Coordination with Observability
Logging GC events directly into a distributed tracing system (e.g., OpenTelemetry) makes it possible to correlate pause spikes with request latency. Example snippet in Java:
import io.opentelemetry.api.trace.Span;
import io.opentelemetry.api.trace.Tracer;
public class GcObserver {
private static final Tracer tracer = GlobalOpenTelemetry.getTracer("gc");
public static void onPauseStart(String phase) {
Span.current().addEvent("GC Pause Start", Attributes.of(
AttributeKey.stringKey("gc.phase"), phase));
}
public static void onPauseEnd(String phase, long durationMs) {
Span.current().addEvent("GC Pause End", Attributes.of(
AttributeKey.stringKey("gc.phase"), phase,
AttributeKey.longKey("gc.duration_ms"), durationMs));
}
}
When a pause exceeds the SLA, the trace shows the exact request path, enabling rapid root‑cause analysis.
Key Takeaways
- Tri‑color marking guarantees correctness with the invariant no black → white; a precise write barrier enforces it during concurrent execution.
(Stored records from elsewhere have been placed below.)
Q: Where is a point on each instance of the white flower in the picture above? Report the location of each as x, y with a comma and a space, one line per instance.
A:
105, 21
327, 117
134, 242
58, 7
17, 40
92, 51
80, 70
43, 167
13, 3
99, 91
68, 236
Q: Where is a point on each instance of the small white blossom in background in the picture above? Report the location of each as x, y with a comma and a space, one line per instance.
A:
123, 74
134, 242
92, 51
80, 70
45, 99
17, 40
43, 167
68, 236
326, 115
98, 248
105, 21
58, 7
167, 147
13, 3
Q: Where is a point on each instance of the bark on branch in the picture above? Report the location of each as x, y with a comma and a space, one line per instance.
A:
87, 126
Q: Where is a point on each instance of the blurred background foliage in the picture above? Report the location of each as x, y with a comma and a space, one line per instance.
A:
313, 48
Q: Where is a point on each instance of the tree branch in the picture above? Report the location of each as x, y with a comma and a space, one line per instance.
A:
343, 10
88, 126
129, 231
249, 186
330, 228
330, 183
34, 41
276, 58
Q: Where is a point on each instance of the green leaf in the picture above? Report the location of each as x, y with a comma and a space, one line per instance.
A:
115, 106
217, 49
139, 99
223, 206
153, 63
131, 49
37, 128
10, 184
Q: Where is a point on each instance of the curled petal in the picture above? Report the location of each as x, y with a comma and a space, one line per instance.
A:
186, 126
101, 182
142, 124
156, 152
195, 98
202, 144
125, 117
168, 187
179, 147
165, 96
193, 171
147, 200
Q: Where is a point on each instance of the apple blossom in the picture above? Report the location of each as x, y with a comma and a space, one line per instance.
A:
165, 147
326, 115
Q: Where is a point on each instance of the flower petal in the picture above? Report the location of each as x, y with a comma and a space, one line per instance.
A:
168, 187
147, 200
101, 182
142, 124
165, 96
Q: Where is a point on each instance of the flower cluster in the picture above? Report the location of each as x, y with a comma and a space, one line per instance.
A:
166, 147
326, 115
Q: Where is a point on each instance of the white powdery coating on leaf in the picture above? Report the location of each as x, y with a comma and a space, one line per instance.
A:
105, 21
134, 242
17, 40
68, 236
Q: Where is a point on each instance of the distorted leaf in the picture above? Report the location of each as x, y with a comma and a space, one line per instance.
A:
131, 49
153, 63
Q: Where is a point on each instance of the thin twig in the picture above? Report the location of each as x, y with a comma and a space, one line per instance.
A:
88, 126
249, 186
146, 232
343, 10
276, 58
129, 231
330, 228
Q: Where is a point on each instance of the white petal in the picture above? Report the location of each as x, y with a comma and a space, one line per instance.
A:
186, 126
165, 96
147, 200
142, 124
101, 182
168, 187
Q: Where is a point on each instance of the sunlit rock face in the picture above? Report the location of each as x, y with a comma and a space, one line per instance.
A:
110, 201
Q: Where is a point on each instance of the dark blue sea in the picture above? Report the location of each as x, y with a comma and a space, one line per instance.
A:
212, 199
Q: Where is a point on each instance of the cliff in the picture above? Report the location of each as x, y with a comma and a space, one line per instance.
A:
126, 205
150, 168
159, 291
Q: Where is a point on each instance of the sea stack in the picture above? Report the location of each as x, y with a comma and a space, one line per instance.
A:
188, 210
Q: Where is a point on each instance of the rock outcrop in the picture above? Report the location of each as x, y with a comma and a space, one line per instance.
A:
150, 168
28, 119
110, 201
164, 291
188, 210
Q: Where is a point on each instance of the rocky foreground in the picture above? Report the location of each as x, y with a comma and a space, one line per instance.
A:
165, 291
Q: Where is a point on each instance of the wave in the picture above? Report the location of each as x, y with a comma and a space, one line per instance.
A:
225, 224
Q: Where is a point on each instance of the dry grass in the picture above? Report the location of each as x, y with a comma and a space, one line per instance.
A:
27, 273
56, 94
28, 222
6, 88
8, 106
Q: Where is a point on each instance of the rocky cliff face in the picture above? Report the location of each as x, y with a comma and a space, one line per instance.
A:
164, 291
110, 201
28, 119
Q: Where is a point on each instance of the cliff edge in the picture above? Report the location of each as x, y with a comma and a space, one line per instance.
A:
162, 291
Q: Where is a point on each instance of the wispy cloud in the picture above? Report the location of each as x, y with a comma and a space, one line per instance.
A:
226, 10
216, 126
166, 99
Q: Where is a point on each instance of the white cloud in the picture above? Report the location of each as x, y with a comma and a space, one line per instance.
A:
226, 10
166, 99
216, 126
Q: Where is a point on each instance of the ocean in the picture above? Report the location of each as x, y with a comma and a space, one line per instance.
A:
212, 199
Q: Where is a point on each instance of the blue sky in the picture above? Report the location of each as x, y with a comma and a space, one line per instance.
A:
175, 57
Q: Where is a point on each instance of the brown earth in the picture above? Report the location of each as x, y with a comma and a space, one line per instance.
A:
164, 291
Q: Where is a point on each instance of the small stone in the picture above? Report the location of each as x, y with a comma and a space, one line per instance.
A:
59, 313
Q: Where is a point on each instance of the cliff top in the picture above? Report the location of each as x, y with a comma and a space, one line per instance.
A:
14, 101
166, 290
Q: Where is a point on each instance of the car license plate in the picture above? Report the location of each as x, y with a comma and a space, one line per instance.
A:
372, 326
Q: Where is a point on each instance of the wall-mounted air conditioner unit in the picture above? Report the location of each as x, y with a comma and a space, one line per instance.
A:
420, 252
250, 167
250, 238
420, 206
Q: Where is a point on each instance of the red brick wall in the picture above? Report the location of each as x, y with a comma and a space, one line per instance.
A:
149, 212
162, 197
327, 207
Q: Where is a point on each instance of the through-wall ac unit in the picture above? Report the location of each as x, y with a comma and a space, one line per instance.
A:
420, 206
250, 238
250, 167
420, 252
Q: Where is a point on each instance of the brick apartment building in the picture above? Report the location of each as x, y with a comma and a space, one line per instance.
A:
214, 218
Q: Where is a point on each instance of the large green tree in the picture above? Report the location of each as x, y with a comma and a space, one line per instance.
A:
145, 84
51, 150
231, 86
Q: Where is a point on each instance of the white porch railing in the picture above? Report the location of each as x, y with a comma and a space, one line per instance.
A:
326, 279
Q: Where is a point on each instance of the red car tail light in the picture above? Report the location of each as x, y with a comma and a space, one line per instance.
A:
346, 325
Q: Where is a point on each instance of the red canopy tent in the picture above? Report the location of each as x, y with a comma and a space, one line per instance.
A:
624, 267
- Incremental marking with a bounded work queue keeps individual GC slices under a configurable pause budget.
- Generational heap layout isolates most allocation traffic, allowing the concurrent collector to focus on long‑lived objects.
- Adaptive tuning (pause target, marking work unit, heap occupancy) is essential to meet latency SLAs across heterogeneous workloads.
- Observability integration turns GC pauses from opaque events into actionable telemetry.